Monday, August 26, 2013

A Tree Against the Sky

Tree, sky, drawing, graphite, dark sky, nocturne
Tree, Sky Sketch Katherine Kean 2013
graphite approximately 9 x 9 inches

 Georges Rouault said, "A tree against the sky possesses the same interest, the same character, the same expression as the figure of a human."

I've always thought so, and think the same of mountains, plains, rivers, and oceans.

"Here is the deepest secret nobody knows.
Here is the root of the root and the bud of the bud
And the sky of the sky of a tree called life;
Which grows higher than soul can hope or mind can hide.
And this is the wonder that's keeping the stars apart.
I carry your heart.
I carry it in my heart."
E E Cummings 


Monday, August 12, 2013

"One brief moment caught from fleeting time..."

Clouds, Valley, Drawing, Scotland, graphite
Clouds, Valley Sketch Katherine Kean
graphite 8 x 10 inches

"There would seem to be nothing more obvious, more tangible and palpable than the present moment. And yet it eludes us completely. All the sadness of life lies in that fact."
Milan Kundera The Art of the Novel

But must the moment elude us? John Constable's artwork sought to give "one brief moment caught from fleeting time a lasting and sober existence." Can the making of marks blend the present, future and past, connect the moment with the memory, and bring the past to a new present?
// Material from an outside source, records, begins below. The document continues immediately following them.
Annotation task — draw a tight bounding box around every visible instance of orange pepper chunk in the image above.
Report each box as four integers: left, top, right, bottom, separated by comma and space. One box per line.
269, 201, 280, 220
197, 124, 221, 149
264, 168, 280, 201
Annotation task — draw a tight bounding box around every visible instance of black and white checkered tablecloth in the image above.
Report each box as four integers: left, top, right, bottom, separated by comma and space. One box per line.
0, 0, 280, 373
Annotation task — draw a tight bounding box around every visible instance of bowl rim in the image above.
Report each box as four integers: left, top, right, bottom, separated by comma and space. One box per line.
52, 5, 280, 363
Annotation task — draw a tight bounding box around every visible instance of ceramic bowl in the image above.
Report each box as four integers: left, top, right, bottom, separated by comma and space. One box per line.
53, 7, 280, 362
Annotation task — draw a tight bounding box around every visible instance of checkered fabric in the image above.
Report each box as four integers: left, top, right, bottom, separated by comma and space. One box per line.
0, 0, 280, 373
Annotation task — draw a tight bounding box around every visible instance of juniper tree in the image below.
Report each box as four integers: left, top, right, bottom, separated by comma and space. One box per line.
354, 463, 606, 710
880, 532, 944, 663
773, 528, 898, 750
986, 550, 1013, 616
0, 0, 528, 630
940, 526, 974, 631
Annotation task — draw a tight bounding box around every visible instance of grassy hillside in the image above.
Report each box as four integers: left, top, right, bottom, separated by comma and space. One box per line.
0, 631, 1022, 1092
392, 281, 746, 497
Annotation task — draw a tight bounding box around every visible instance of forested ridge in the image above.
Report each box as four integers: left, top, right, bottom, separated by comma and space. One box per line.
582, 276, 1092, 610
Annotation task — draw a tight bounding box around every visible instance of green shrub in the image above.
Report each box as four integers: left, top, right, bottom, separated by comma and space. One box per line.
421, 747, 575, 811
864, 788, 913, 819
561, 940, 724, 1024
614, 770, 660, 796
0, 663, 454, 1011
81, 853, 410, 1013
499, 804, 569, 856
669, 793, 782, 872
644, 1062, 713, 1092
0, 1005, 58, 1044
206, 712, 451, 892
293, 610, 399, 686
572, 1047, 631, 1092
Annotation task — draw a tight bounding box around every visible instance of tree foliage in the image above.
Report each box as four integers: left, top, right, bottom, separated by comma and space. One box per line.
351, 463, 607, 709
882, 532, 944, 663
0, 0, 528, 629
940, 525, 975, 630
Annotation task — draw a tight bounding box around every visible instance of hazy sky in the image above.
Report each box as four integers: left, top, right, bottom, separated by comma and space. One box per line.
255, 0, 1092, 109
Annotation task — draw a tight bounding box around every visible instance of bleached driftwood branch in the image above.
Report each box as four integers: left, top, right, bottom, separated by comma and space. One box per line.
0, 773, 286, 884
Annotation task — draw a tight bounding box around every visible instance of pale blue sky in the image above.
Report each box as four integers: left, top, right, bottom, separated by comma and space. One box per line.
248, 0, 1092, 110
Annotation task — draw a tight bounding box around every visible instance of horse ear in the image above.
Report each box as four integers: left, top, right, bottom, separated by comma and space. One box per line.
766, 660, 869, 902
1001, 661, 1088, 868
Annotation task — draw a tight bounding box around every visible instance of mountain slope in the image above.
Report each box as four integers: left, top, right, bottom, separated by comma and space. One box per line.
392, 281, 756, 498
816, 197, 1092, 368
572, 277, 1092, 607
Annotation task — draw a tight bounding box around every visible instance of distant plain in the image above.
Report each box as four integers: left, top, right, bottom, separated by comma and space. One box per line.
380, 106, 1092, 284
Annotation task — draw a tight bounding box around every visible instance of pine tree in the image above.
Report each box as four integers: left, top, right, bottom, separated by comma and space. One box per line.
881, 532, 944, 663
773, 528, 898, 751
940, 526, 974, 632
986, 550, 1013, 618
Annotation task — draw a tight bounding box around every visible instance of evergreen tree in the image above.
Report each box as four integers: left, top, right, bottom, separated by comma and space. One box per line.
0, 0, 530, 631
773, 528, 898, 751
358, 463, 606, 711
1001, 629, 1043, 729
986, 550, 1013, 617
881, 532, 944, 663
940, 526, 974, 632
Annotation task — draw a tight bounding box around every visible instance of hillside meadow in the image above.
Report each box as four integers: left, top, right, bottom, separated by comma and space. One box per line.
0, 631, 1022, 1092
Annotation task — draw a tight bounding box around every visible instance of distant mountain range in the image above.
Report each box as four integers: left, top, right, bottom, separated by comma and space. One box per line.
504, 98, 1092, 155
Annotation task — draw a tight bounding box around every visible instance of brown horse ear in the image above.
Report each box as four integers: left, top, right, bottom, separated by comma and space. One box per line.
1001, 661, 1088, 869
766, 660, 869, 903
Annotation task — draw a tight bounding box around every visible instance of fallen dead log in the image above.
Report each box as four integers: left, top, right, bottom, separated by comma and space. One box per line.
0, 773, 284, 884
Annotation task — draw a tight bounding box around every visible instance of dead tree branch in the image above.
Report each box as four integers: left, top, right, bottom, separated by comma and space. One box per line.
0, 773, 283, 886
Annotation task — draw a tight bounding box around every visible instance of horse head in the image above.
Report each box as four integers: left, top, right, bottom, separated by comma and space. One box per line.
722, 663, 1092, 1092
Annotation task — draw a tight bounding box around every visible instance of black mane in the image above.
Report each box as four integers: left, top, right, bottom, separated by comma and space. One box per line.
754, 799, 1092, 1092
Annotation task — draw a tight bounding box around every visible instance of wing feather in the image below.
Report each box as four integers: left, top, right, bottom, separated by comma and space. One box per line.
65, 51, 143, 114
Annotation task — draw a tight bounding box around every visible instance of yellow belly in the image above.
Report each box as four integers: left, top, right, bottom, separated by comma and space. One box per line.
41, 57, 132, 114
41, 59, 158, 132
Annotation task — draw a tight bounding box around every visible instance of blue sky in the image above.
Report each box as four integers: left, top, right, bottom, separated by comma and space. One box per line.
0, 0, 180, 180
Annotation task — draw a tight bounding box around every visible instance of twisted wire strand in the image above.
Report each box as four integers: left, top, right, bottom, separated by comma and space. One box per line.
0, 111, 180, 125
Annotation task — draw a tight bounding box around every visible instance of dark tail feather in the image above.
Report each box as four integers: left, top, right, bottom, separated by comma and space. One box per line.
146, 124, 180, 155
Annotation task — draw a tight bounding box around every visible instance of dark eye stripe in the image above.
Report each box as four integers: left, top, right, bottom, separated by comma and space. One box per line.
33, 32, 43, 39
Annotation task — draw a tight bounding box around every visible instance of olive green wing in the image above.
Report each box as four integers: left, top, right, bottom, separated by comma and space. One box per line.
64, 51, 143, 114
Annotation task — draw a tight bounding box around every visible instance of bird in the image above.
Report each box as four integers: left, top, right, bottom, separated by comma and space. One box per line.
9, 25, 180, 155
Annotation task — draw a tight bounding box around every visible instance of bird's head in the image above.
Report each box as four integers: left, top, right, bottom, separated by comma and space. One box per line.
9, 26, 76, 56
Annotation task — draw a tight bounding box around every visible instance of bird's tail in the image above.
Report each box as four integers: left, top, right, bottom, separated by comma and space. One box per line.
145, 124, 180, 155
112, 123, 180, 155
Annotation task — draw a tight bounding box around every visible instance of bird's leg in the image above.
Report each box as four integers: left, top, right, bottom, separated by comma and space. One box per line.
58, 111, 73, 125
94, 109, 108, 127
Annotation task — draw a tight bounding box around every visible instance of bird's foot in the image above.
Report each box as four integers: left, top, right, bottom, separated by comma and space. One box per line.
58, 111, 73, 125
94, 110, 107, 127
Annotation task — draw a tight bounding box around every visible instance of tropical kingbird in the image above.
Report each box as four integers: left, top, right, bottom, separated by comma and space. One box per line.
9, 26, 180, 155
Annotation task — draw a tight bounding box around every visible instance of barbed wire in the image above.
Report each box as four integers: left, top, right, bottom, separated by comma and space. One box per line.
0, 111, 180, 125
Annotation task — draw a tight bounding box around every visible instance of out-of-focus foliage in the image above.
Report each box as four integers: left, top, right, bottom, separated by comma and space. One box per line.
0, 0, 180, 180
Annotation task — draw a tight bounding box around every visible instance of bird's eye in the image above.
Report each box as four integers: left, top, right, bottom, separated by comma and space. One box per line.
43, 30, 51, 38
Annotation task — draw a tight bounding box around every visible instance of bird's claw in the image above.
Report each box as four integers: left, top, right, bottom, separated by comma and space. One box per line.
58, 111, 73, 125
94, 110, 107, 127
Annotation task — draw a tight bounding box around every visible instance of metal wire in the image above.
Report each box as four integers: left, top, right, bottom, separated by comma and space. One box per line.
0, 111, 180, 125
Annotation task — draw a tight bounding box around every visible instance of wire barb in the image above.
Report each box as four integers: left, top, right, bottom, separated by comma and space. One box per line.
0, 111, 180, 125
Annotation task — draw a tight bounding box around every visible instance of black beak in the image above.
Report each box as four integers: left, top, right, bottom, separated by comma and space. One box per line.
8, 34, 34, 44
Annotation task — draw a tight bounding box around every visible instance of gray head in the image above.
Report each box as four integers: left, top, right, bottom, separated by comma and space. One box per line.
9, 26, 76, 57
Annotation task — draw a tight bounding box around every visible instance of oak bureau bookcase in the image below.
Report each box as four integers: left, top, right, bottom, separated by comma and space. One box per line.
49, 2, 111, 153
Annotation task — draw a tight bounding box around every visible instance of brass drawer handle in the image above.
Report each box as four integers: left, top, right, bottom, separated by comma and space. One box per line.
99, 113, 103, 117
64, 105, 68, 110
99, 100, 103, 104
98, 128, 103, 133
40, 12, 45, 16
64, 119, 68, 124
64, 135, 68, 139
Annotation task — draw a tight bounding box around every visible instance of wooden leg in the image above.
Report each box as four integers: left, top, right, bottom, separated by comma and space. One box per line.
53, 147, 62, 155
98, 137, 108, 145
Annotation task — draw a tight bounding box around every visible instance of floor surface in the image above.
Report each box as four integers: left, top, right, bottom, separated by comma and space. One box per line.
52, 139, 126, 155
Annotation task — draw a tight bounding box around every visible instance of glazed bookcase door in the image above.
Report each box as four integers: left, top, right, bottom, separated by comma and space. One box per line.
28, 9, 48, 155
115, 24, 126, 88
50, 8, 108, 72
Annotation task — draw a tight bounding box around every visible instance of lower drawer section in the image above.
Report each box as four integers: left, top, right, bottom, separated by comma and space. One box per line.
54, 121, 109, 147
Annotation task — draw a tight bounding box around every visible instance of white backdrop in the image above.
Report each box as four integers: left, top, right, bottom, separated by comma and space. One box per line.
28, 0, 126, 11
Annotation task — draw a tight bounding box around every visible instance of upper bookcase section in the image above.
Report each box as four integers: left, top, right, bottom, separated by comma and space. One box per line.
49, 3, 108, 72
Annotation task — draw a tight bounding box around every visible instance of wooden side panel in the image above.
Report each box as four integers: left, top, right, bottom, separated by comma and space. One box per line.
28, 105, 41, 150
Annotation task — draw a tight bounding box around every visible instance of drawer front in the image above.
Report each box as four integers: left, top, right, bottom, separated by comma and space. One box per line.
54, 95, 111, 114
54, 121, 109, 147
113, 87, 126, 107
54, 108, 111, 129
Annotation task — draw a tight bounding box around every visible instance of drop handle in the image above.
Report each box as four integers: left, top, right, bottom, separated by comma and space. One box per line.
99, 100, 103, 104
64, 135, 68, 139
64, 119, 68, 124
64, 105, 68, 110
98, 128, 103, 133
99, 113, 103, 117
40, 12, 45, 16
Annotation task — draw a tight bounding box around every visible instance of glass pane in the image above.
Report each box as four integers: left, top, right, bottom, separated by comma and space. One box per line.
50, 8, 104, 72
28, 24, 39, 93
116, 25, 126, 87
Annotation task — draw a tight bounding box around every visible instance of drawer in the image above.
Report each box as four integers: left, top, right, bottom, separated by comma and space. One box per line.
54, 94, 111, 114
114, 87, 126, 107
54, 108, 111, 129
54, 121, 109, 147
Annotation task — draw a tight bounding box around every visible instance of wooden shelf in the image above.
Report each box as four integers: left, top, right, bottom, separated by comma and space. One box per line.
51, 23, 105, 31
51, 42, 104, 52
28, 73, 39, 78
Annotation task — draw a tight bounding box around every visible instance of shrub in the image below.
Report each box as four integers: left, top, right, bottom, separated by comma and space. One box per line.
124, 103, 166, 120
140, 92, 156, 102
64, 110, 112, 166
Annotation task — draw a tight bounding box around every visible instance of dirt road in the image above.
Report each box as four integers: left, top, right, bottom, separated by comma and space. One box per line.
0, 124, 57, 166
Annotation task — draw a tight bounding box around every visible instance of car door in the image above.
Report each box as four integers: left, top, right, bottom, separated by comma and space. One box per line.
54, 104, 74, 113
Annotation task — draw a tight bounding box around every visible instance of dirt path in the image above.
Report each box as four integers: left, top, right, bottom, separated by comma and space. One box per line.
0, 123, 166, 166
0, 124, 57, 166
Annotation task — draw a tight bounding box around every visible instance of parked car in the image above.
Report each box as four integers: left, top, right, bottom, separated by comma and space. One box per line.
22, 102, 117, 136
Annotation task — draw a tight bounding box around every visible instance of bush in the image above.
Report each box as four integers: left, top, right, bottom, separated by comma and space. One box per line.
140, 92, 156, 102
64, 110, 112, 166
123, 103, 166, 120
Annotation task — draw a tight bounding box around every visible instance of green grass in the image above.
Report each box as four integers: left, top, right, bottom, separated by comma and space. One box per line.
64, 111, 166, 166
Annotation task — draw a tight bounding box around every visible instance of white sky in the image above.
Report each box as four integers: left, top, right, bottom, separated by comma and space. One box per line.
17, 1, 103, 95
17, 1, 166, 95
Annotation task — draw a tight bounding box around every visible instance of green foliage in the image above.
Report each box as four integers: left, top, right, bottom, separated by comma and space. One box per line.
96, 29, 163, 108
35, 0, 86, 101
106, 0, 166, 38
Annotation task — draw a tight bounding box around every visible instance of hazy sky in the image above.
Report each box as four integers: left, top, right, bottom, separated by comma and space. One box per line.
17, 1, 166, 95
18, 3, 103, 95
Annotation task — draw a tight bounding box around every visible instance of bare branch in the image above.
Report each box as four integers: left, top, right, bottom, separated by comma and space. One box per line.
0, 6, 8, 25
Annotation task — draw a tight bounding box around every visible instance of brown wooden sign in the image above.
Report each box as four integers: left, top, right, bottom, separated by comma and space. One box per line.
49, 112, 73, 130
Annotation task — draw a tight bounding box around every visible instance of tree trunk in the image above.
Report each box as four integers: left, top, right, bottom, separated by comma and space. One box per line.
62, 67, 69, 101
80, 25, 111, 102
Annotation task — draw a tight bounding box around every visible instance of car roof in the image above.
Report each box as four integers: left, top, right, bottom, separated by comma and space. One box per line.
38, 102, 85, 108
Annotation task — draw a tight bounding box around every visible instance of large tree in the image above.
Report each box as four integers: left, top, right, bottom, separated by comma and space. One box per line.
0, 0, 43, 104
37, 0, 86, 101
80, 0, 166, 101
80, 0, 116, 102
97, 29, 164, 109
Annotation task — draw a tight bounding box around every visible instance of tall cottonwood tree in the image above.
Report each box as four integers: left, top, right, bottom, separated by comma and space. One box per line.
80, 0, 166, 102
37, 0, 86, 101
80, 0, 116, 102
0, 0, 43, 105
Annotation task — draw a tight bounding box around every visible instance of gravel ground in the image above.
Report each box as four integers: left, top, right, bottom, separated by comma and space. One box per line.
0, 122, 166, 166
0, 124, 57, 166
Or in the words of William Wordsworth: "Praised be the Art whose subtle power could stay, Yon cloud, and fix it in that glorious shape."


Tuesday, August 06, 2013

Reading The Art Forger

I found "The Art Forger" another fun and entertaining read, and almost as obsessed with surfaces, brush strokes, layers of luminous color, and compositional strategies as many how-to books on painting. The plot weaves art history with the contemporary, and references the mystery surrounding the Gardner Museum heist, in which two men disguised as ­police officers conned their way into the Isabella Stewart Gardner Museum, tied the guards up with duct tape, and made off with 13 artworks, including three Rembrandts, a Vermeer, and a Manet, altogether valued at $500 million. 

Pondering reproductions, copying, and forgeries tends to make one ponder basic questions about the value of art, doesn't it? If experts can not tell an authentic painting from a forgery, then what exactly are art buyers paying for? Is it status? Authenticity? Is it a look or a signature or a name? Or is it the participation in a unique and original vision that ownership provides?

Written in a first person narrative, the protagonist delves into details about forgery techniques, as she employs the famous art forger Han van Meegeren’s methods of painting. Van Meegeren used synthetic phenol formaldehyde resin dissolved in a spirit such as turpentine and/or an essential oil which would then be mixed with hand-ground powder pigments. This was then baked to change its chemical composition permanently, becoming insoluble in alcohol, or other common solvents. The results are described as so beautiful that I'm almost tempted to try it.